Movies like Bhavesh Joshi, U-turn, NOTA, and Kaala have all been widely watched on online platforms even though they tanked at the box office. For Anjali Shrivastav, a content writer at way2news, it is all about packaging. “If the trailer interests me, I will go out of my way to watch the film. Otherwise, I choose to wait till it hits the theatres,” she shares. An annoying trend of netizens uploading spoilers in the form of memes also puts off any excitement left to hit the theatres.

Filmmaker Mohana Krishna Indraganti, known for movies like Sammohanam, Ashta Chemma and Grahanam, feels the strain of going to the theatre and spending money makes one much more critical of a movie. “It might be a quaint thing to say, but you want your effort and money’s worth,” he says.

Prudhvi Garlapati, city-based civil engineer says, “People expect more of comedic films in south India or they won’t be that interested to go to the theatres.
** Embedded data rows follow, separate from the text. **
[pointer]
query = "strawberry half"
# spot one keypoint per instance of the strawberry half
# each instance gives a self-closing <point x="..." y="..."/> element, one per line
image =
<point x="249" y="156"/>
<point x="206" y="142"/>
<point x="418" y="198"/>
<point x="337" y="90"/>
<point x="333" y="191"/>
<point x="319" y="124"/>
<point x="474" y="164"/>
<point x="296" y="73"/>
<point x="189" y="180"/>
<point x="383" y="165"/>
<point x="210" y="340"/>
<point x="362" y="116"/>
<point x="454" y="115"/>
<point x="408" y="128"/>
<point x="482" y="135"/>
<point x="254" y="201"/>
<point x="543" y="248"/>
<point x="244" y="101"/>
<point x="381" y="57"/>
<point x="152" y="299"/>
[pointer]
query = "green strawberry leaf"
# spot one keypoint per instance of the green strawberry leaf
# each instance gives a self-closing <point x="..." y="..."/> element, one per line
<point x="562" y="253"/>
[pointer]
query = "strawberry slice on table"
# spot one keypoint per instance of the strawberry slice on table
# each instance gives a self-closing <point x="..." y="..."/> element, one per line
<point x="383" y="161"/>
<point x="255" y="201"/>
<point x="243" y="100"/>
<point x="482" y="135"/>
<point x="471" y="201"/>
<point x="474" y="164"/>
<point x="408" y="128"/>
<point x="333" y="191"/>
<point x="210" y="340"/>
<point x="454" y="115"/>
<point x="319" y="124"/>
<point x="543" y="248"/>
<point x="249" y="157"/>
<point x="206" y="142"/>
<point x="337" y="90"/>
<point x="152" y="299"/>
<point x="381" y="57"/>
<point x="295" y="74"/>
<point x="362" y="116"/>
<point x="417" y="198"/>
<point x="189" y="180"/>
Take U-turn for example, it had an actor like Samantha, it can make youngsters watch the movie, but the older generation might not be egged on to it.”

Mohan Krishna agrees, “I think how much ever people complain about lack of good cinema, the majority will still prefer to buy tickets to a star vehicle. People tell me, ‘Manchi cinemalu raavatledandi (there are no good films, sir)’ and would watch a star-powered film; not making even half the effort to watch a new film. The best example would be Chi La Sow, a good film in recent times which is far better than the trash that’s coming out now.”

For a movie like Bhavesh Joshi, promotions, reviews and star power played spoilsports. “But, I’m happy for the attention it has got, as earlier, good movies used to sink without a trace. At least now, we have a platform to find such films,” says Indraganti.

And while there are perks to the whole ‘going digital’ movement, there are few setbacks. As opposed to Tamil, Malayalam and Hindi industries, audiences in Tollywood are yet to develop a culture of watching content-based films in the theatres. Low budget flicks are looked down upon, and are considered not worth buying tickets for. “With a streak of content-driven films like 96, Ratchasan and Paraiyerum Perumal, the reception there is much more evolved – 96 is running into its fifth week. Paraiyerum Perumal has done better than 96 and Ratchasan, even Chekka Chivantha Vaanam (Nawab),” states the filmmaker.

“On one hand, I’m happy that there are platforms that get you terrific reception, and you might be able to explore uncharted territories, attempt bolder themes, as there isn’t a censorship issue. But, the problem with Netflix and Amazon is that they robbed beauty of a communal viewing experience,” he feels. Instantaneous feedback is an added perk.

He considers a group of five-six hundred people coming together to experience one film as a society, to be the greatest quality of films. “Watching a film online makes the experience very personal like reading a book,” he says. “It’s a double-edged sword, on one hand, you get tremendous content, but on the other, it’s not being experienced simultaneously by a group,” he reiterates.